Whispered

Whispered (1,156)

May 24th, 2011

My mother and father always voted a straight Republican ticket—from President all the way to dog catcher. Matter of fact, when Barry Goldwater lost the election in 1964, I was convinced that the contest was rigged, because I didn’t know anybody in my little Central Ohio area who hadn’t voted for him.

I grew up in a fundamentalist church with people who believed the Bible was the “whole word of God,” except for the passages which, over time, they had decided not to read anymore.

I lived a life where ideals were spoken aloud but true opinions were whispered. After all, the whisper is the best format for any feeling we have that just might be errant – but we still want to share it with somebody. Matter of fact, the first three dirty jokes I ever heard (and faithfully memorized) were whispered over a fire at a church camp by my pastor, joking with two of our elders. It was also the first time that I ever smelled alcohol on anyone’s breath, although I was unfamiliar with the odor.

Those same two elders from my church were members of the John Birch Society, which to me sounded like a very sociable organization, so when I inquired of them about joining, they whispered to me that I was too young, but to come back when I was eighteen.

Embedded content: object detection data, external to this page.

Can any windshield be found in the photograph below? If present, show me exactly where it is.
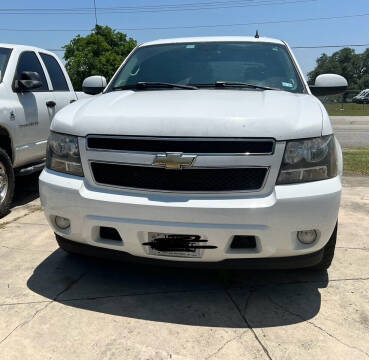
[0,48,11,82]
[108,42,304,93]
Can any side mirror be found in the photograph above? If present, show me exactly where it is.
[310,74,348,96]
[14,71,42,92]
[82,75,106,95]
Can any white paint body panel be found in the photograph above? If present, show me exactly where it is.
[40,170,341,262]
[0,44,77,167]
[51,89,323,140]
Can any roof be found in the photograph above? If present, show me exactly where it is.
[0,43,51,53]
[140,36,284,46]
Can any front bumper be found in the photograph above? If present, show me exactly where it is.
[40,169,341,267]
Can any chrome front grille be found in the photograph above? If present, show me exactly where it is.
[80,135,284,193]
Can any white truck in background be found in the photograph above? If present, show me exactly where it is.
[0,44,104,218]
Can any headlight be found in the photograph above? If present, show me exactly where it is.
[277,135,338,185]
[46,132,83,176]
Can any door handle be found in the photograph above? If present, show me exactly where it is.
[46,101,56,107]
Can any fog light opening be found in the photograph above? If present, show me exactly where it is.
[55,216,70,230]
[297,230,318,244]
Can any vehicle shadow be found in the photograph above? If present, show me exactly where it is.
[10,172,40,209]
[27,249,328,328]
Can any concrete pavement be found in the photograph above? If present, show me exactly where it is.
[0,174,369,360]
[331,116,369,148]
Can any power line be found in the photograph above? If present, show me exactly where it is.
[0,0,321,15]
[292,43,369,49]
[0,13,369,32]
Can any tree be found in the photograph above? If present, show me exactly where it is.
[308,48,369,90]
[63,25,137,90]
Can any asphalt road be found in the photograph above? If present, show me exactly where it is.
[331,116,369,148]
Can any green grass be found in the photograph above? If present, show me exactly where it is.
[324,103,369,116]
[343,148,369,176]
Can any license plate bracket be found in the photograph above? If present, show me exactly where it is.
[143,232,216,258]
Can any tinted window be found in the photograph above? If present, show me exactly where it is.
[0,48,12,81]
[16,51,49,91]
[110,42,304,93]
[40,54,69,91]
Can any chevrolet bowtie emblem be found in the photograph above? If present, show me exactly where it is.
[152,153,196,170]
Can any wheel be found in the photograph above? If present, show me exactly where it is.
[0,148,15,219]
[312,223,338,270]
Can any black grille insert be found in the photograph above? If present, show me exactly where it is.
[91,162,268,191]
[87,136,275,154]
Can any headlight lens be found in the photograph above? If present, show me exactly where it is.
[46,132,83,176]
[277,135,338,185]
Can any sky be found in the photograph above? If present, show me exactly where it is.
[0,0,369,74]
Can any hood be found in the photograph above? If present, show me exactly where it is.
[51,89,323,140]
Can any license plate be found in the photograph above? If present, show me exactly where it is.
[144,233,203,258]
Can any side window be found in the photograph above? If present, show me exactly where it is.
[40,53,69,91]
[16,51,49,91]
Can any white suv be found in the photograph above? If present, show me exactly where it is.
[40,37,347,269]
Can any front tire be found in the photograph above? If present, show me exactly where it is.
[0,148,15,219]
[312,223,338,271]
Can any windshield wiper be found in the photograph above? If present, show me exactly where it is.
[113,81,198,90]
[196,81,280,90]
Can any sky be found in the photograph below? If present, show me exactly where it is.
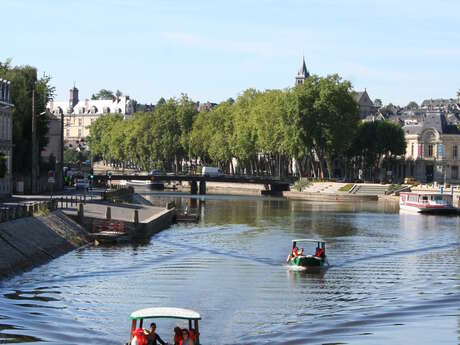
[0,0,460,105]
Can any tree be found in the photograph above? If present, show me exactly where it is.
[406,101,419,110]
[0,153,8,178]
[0,59,55,174]
[374,98,383,108]
[350,121,406,179]
[91,89,114,100]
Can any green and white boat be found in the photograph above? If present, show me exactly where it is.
[286,239,329,271]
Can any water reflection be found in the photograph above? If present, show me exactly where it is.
[0,194,460,345]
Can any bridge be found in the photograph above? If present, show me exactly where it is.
[94,174,289,195]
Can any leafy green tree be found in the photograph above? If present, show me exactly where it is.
[91,89,114,100]
[0,153,8,178]
[350,121,406,179]
[374,98,383,108]
[406,101,419,110]
[0,59,55,174]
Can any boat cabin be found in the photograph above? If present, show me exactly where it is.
[400,193,452,206]
[129,308,201,345]
[292,239,326,254]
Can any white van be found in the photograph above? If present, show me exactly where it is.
[201,167,222,176]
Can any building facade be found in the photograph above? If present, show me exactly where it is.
[0,79,14,196]
[403,111,460,184]
[47,87,134,147]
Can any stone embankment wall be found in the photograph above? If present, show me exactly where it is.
[0,210,87,278]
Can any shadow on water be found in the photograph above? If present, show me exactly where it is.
[157,239,280,267]
[330,242,460,268]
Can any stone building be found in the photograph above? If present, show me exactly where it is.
[295,57,310,85]
[403,111,460,184]
[47,87,134,147]
[0,79,14,196]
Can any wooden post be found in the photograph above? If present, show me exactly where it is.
[129,319,137,344]
[78,203,85,223]
[195,320,200,345]
[134,210,139,225]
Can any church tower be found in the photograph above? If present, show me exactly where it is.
[295,56,310,85]
[69,85,78,111]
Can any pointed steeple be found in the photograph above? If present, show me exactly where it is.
[295,56,310,85]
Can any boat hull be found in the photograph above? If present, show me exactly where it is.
[399,205,458,215]
[290,256,329,271]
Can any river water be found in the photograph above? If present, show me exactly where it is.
[0,192,460,345]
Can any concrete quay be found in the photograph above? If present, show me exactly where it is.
[0,210,88,278]
[63,202,176,243]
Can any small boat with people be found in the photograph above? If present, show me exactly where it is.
[286,239,329,271]
[126,307,201,345]
[399,192,458,214]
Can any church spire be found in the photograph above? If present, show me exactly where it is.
[295,56,310,85]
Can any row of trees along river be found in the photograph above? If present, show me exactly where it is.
[89,75,406,178]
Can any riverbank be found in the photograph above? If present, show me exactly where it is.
[0,210,87,279]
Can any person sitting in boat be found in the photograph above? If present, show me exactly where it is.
[189,328,199,343]
[145,322,166,345]
[182,328,195,345]
[315,246,326,258]
[131,327,148,345]
[174,327,183,345]
[286,246,303,262]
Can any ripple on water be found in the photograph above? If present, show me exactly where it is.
[0,197,460,345]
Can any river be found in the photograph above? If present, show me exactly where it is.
[0,195,460,345]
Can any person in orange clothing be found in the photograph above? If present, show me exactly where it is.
[174,327,183,345]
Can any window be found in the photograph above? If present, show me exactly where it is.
[428,144,433,157]
[451,165,458,180]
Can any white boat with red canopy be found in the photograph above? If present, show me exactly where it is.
[128,307,201,345]
[399,192,457,214]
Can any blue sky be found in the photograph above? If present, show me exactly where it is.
[0,0,460,105]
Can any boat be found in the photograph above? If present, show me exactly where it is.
[126,307,201,345]
[287,239,329,271]
[126,180,153,187]
[175,211,200,223]
[399,192,458,214]
[88,231,132,245]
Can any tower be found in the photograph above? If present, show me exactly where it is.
[69,85,78,111]
[295,56,310,85]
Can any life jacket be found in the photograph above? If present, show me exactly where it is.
[133,327,148,345]
[174,334,182,345]
[315,248,324,258]
[189,329,200,342]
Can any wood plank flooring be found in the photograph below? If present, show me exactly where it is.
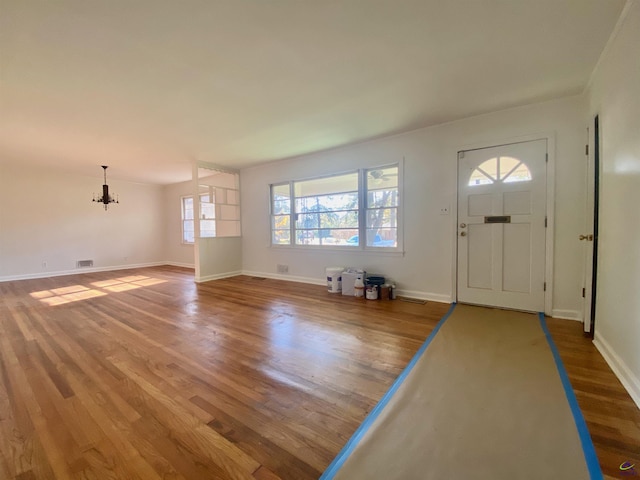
[0,267,640,480]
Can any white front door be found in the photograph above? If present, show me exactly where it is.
[458,140,547,312]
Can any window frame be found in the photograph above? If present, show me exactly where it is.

There was a great whisper that went through our entire society when rock and roll came along and the Beatles grew long hair and began to espouse concepts which my leadership deemed to be anti-American.

Martin Luther King was whispered to be a Communist. Interracial marriage was not an issue since my community had no races other than white Europeans. I remember walking into a room and seeing people whisper and laugh about a picture of a black man holding a monkey. I didn’t understand except I did comprehend that it was all right to whisper and laugh about black people.

There was another great whisper when we discovered that people were protesting against the war in Vietnam. It was determined that these folks were traitors, even though my geography teacher could not tell me where Vietnam was located on the globe.

I was about seventeen years old when I discovered a second use for my penis. Also, I met a young woman who had just diversified her thinking about her vagina. Since all discussions on sexuality had been whispered out of our earshot, we had no idea about the true morality, precaution or even dangers of inter-mingling. So one night it happened. Shoot—it was more than one night. The end result was, we got pregnant.

Now we were smart enough to know that a community of whisperers was not going to be very favorable to an unwanted pregnancy—out of wedlock, born in sin, conceived in lust and any other variety of phrasings they might come up with concerning our dalliance. So we decided, before the whisperers found out about our baby, that we would go to New York and get rid of the thing, because it was the only place that allowed for such purging. But somewhere between Sunbury, Ohio, and Buffalo, New York, we did some growing up. We decided not to terminate the pregnancy. Of course, we knew what that meant—we were going to become a main topic of discussion by all the whisperers in our community. So we made a second decision. We decided to stop whispering.

If it’s not worth being heard, it’s probably just absurd.

The whisperers had their day. We were ostracized, people literally walking on the other side of the street to avoid us. Our lives were made miserable until we left the community and started a new path.

But I never totally escaped the whisperers. They are everywhere. Sometimes, you can even partially hear the words from their lips as you pass by and they pronounce a judgment upon you to a nearby neighbor. They find comfort in the softness of their tones and the privacy of their moment. But as Jesus said, there is nothing whispered in the ear that eventually will not be shouted from the housetops.

So I damn all the bigotry that was whispered when I was a child. I curse all the intolerance that was mouthed my way by those who were too cowardly to speak their true heart—because it really is not about being Republican or Democrat, conservative or liberal, or fundamentalist or mainline. It’s not about being Chinese or American. It really boils down to whether you believe in what is important enough in your life to speak it aloud. And then, when it is spoken aloud, can you permit the debate to change your mind? If you can, you possess the spirit of God. If you can’t, you become an instrument of darkness.

I was taught that what was “different” was ridiculous and what was ridiculous was obviously evil. Now I know that what is different is only different—and therefore viable if it enhances the human race. That’s truth.

Whispering has been around a long time. There is no aspect of it that is worthy of being honored or retained. For after all, I am most certain that it was a whisper that was uttered into the ear of a man in power when one disgruntled ignoramus asked, “What will you give me to betray him?”